Hi TileDB community,
I’m working on storing and querying GEDI (Global Ecosystem Dynamics Investigation) data in TileDB. GEDI data is collected in orbit tracks, resulting in granules with characteristics that pose challenges for efficient querying and storage. Each granule typically corresponds to a specific orbit, covering a long and narrow spatial area with significant gaps between consecutive orbits.
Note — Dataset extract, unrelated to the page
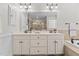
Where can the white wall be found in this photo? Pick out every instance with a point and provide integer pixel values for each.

When written to TileDB, these granules create fragments with large, sparse, and fragmented spatial domains.
Fragment Characteristics
Here’s an example of a fragment’s metadata from my dataset:
{
'array_schema_name': '__1732123668781_1732123668781_5976fa50e139c128faf6bd5a2e980e70',
'cell_num': 18949923,
'has_consolidated_metadata': True,
'nonempty_domain': ((-11.561823504118008, 0.02811276523269317), # Latitude range
(-77.24830400728762, -68.9293460532509), # Longitude range
(18140, 18140), # Temporal range (day granule)
(0, 100)), # Profile dimension
'num': 1056,
'sparse': True,
'timestamp_range': (1732178482186, 1732178482186),
'uri': 's3://dog.gedidb.gedi-l2-l4-v002/profile_array_uri/__fragments/__1732178482186_1732178482186_77137cc23ceb31c0847aa8fb262e53a2_22',
'version': 22
}
The nonempty_domain shows a large latitude and longitude range due to the nature of the granule’s orbit, even though the actual data points cover only a small portion of this range. This leads to:
- Large spatial domains for each fragment, even though the data is sparse.
- Inefficient queries, as TileDB scans large spatial ranges with minimal data.
Current Workflow
- Each granule is written independently to the array. For example, one granule corresponds to data collected in a single day for a specific orbit.
- Consolidation is performed after writing to reduce the fragment count. While this helps with metadata overhead, the spatial domain of each consolidated fragment remains large.
Challenges
- The large spatial domains created by orbit-based granules are slowing down queries, even after consolidation.
- I understand that writing the data in spatially coherent chunks can help, but given the nature of the data (long, narrow orbits), restructuring the data seems non-trivial.
Questions
- What is the best strategy for writing GEDI data to TileDB? Specifically:
- Should I reorganize the data into fixed spatial tiles (e.g., 1° x 1°) before writing, even if this means re-tiling the data for each granule?
- Would grouping data temporally (e.g., by year) and spatially (e.g., by tiles) before writing improve query performance?
- How should I approach consolidation?
- Should I use incremental consolidation or custom spatial filters during the process to improve fragment compactness?
- Is there a way to restructure the spatial domain during consolidation?
- Is there an alternative way to manage orbit-based data that maintains the native structure but avoids large spatial domains?
I appreciate any insights on optimizing GEDI data storage and query performance in TileDB.
Thank you!